Wisniewski v. Kellenberger

Parties Involved

  • Plaintiff(s): Maciej Wisniewsk
  • Counsel for Plaintiff: Brian McManus


  • Defendant(s): Jessica Kellenberger | Whitney Sinclair | Fox Valley Saddle Association
  • Counsel for Defendants: Linda M. Holzrichter|  Joseph P. Sauber | Brian Riordan | Mitchel D. Torrence

Verdict Information

  • Verdict Date: April 19, 2024
  • Total damages awarded to Defendant: $11,733.19(In favor of Defendant)

About the Case


In the dark hours just after midnight on Thursday, September 8th, 2022, a terrifying incident unfolded on Illinois State Route 47. A horse named Laredo, who was being boarded at a nearby farm owned by Kellenberger, managed to escape from his stable confines. The startled horse took off at a gallop, running unfettered onto the state highway.

Laredo’s path of freedom tragically intersected with a vehicle operated by the plaintiff, resulting in a forceful collision of horse and automobile. The accident site was merely two miles down the road from Kellenberger’s farm where Laredo had been stabled. Across the street from this property sat the grounds of the Fox Valley Saddle Association, a long-standing non-profit riding club in the area.

However, investigations later confirmed that FVSA did not actually own, manage, or provide any horse boarding services at their facilities. In fact, the club’s records and members stated that Laredo the horse had never once set foot on FVSA’s premises either before or during this calamitous incident that night.


The impact of the vehicle collision proved to be catastrophic and deadly for Laredo. The powerful force killed the escaped horse upon impact, resulting in an immediate fatality for the animal. Meanwhile, the plaintiff behind the wheel of the automobile did not escape unscathed. The harrowing accident inflicted severe external and internal injuries upon the plaintiff’s body.

The trauma was so overwhelming that the plaintiff lapsed into an unconscious coma. This required urgent hospitalization and medical treatment in a desperate fight to preserve their life. What began as a late-night travel ended in devastating tragedy. An animal fatality, severe personal injuries, and two lives were forever changed by one shattering moment of impact on that highway after midnight.


The plaintiff’s complaint made two main allegations. First, it alleged that Kellenberger violated Section 16 of the Illinois Animal Control Act. Second, it claimed that both Kellenberger and the Fox Valley Saddle Association (FVSA) acted negligently.

Regarding FVSA specifically, the complaint alleged that Kellenberger owned the horse Laredo. It further alleged that FVSA had control over Laredo at the time of the accident. The complaint stated that FVSA acted negligently because it either knew or reasonably should have known that Laredo needed to be properly confined and supervised to prevent him from running loose on public roads. Based on these allegations against Kellenberger and FVSA, the plaintiff sought $5 million in damages from them.

Additionally, FVSA filed a motion to dismiss the case and sought sanctions against the plaintiff. FVSA argued that the plaintiff improperly named FVSA as a defendant in the lawsuit.


On April 12, 2023, the court noted that none of the plaintiff’s complaints explicitly alleged or even implied that FVSA was responsible for the accident due to an agency relationship with Kellenberger at the time of the accident. The court emphasized that there was never a justified reason for the plaintiff to file a lawsuit against FVSA in the first place.

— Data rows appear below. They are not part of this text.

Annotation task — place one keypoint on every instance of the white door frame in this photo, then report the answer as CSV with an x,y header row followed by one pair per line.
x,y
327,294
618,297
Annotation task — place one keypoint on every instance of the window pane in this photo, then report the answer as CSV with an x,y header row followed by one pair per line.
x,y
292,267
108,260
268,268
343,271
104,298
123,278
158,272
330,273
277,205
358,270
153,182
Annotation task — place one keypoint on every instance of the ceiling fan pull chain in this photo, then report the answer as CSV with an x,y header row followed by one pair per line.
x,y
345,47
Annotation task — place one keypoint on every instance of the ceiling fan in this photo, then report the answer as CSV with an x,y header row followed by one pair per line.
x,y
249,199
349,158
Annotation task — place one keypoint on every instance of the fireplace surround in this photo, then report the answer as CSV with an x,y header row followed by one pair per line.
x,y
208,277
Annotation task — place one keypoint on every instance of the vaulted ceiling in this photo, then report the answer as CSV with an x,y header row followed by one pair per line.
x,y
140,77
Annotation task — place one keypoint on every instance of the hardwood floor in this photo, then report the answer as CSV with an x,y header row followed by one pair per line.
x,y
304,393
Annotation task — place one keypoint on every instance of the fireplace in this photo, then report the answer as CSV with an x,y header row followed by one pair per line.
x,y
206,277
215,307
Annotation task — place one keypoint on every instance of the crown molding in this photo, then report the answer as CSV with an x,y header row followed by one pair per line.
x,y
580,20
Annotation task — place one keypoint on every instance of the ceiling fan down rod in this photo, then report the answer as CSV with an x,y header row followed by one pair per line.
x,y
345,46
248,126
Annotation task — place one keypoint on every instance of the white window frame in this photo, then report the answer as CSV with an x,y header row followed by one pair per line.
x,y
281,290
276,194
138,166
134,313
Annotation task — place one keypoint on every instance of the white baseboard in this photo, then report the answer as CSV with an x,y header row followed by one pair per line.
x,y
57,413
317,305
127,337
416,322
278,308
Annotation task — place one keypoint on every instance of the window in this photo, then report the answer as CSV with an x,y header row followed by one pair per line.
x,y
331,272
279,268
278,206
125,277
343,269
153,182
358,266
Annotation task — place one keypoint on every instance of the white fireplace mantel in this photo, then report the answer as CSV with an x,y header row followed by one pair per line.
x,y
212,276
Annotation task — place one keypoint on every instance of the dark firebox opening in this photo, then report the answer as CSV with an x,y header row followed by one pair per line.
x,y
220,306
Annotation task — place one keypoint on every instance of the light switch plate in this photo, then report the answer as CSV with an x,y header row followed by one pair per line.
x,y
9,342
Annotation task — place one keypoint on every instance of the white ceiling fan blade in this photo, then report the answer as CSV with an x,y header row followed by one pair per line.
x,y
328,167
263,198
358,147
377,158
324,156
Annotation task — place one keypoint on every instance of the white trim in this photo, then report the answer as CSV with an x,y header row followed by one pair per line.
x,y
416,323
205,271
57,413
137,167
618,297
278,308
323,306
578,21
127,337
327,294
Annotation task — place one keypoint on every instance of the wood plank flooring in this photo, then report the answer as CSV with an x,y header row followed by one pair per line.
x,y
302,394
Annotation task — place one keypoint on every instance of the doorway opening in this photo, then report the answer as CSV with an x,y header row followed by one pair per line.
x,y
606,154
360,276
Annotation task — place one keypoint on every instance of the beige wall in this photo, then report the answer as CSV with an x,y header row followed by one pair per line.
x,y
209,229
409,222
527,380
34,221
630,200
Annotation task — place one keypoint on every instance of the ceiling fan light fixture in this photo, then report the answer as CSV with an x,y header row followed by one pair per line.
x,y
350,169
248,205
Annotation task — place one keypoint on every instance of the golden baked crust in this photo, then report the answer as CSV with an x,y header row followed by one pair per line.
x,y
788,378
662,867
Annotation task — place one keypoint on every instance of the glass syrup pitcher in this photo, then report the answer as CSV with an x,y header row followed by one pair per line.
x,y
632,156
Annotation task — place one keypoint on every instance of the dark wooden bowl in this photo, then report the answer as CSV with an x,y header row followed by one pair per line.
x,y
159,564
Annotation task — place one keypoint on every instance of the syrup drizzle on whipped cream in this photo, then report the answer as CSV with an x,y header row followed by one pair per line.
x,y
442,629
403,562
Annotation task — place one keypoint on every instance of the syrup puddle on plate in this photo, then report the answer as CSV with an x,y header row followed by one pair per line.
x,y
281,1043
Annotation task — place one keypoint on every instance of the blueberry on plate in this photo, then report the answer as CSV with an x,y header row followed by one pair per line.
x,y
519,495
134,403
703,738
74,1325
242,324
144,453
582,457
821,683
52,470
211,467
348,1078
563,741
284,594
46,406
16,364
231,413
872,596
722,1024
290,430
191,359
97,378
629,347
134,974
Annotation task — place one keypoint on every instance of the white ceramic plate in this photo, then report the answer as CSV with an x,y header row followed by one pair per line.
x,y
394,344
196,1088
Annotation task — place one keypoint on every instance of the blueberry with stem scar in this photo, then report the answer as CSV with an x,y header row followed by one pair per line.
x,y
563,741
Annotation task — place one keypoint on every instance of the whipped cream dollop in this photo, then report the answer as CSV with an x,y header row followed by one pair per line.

Ultimately, the court granted the full amount of $11,733.19 to FVSA to cover Holzrichter’s attorney’s fees and costs. The court found this total amount to be reasonable. This matter went to the appeal. On April 19, 2024, an appeal court held that the trial court acted well within its discretion in awarding attorney fees and costs against the plaintiff in favor of the horse riding club that the plaintiff had improperly sued.

A reasonable inquiry by the plaintiff prior to filing the lawsuit would have revealed that the club held no connection whatsoever to the runaway horse involved in the accident or the incident itself. The amount of the sanction awarded, covering the club’s legal fees and expenses, was deemed a reasonable sum by the court after considering all the circumstances surrounding the frivolous claims made against the club. Furthermore, the club rightfully received sanctions due to the plaintiff’s complete lack of grounds in pursuing an appeal to challenge the original sanctions order.